November 25, 1888
Where His Office was and What He Did In and Around New York.
New York, Nov. 24. - (Special.) Police Superintendent Campbell of Brooklyn has been investigating a little of the life of Dr. Tumblety, now under arrest in London on suspicion of being "Jack the Ripper."
The Superintendent finds that during the few years that Tumblety spent in Brooklyn he conducted himself properly and attended strictly to business, but was regarded by the more sensible portion of the community as a sort of humbug who palmed off his nostrums on those who are always ready to patronize every mountebank who comes along. The doctor was a tall, well-built man, with a big flowing mustache, which was a good walking advertisement, for everybody used to ask when he appeared on the street who he was. He wore a short sack velvet coat, a velvet cap, and high top patent leather boots with his trousers tucked inside. He had a herb store at Fulton and Nassau streets with a glass case in front. Among other things in this case was a sort of glass siphon with a red liquid running through a thin glass tube to indicate blood. He was known as "The Great Pimple Banisher," and he used to promenade Fulton street with two large greyhounds and a valet.
His place was largely patronized by women of all classes.

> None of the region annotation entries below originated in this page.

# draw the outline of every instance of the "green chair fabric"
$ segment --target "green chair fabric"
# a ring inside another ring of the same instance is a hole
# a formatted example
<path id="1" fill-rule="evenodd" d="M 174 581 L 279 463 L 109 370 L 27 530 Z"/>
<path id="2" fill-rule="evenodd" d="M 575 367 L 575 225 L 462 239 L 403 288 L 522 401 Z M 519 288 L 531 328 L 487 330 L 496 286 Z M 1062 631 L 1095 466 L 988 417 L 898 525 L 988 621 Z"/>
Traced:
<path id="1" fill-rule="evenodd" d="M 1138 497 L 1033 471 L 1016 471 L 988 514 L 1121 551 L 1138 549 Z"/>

He handed a friend of his $10,000 to keep for him one day, and this friend, after having the money some weeks, had hard work to get the doctor to take it. He was a man who delighted in notoriety, but those in Brooklyn who know him think the notoriety he is getting as the suspected slayer of the unfortunate women in Whitechapel is certainly undesirable. No one in Brooklyn believes that he is the murderer or that he knows aught about it.